Private equity group Clayton, Dubilier & Rice (CD&R) said the pension rights of the Morrisons management team and employees will be 'fully safeguarded' once its takeover offer for the British supermarket chain becomes effective.
CD&R said it does not intend to make any change to the benefits, after trustees of the retailer's two pension schemes expressed concern that a takeover by either suitor could 'materially weaken' the security of the schemes.
The trustees of the retailer's two pension schemes said that whilst the plans were currently in surplus, they remained dependent on the backing of Morrisons.
They said that support could be weakened by a private equity buyer, for example by a new owner securing additional debt on the supermarket's assets, the related increased debt service burden and possible refinancing and restructuring.
'Materially Weaken The Existing Sponsor Covenant'
Trustees chair Steve Southern said, "An offer for Morrisons structured along the lines of the current offers would, if successful, materially weaken the existing sponsor covenant supporting the pension schemes, unless appropriate additional support for the schemes is provided.
"We hope agreement can be reached as soon as possible on an additional security package that provides protection for members' benefits."

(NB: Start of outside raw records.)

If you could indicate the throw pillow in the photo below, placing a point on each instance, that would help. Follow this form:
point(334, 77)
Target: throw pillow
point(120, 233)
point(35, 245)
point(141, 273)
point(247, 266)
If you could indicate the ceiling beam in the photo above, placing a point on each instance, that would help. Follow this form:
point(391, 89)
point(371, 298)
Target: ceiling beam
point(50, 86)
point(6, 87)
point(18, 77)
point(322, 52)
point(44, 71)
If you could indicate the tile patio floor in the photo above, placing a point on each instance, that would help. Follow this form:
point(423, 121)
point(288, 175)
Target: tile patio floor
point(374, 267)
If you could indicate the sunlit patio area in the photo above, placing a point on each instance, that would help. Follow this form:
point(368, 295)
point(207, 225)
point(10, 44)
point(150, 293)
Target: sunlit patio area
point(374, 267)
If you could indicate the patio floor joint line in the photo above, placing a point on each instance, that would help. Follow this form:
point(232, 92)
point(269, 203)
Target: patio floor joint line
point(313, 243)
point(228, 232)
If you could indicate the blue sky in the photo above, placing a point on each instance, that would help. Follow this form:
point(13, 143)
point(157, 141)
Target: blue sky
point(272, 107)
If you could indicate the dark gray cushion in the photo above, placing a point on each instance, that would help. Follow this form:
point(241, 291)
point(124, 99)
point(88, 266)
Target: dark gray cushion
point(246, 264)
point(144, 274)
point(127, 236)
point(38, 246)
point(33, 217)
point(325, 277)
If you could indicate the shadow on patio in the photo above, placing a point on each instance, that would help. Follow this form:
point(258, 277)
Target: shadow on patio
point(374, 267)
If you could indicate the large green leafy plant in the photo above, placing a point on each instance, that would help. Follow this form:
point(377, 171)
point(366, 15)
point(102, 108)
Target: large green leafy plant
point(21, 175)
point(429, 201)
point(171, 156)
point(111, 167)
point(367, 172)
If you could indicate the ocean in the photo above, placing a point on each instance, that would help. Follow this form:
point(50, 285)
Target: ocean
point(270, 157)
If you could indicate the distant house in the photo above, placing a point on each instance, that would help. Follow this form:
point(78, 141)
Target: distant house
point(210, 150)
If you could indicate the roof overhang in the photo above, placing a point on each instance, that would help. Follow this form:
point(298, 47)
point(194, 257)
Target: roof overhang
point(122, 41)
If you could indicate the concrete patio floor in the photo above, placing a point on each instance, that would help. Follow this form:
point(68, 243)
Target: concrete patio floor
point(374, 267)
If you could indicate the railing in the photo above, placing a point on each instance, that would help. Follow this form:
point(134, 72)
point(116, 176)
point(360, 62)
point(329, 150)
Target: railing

The retailer said it placed significant emphasis on the responsibilities of an owner, including towards its pensions. It said it would work with all parties to reach an agreement as soon as possible.
Last week, Morrisons backed an offer from CD&R, although its shares jumped above the 285-pence-a-share bid, indicating the battle could carry on.
Elsewhere, Morrisons shareholder Legal & General said it believed the true value of the supermarket chain should be realised following the sweetened bid from private equity group CD&R, with more attention now being paid to its property assets.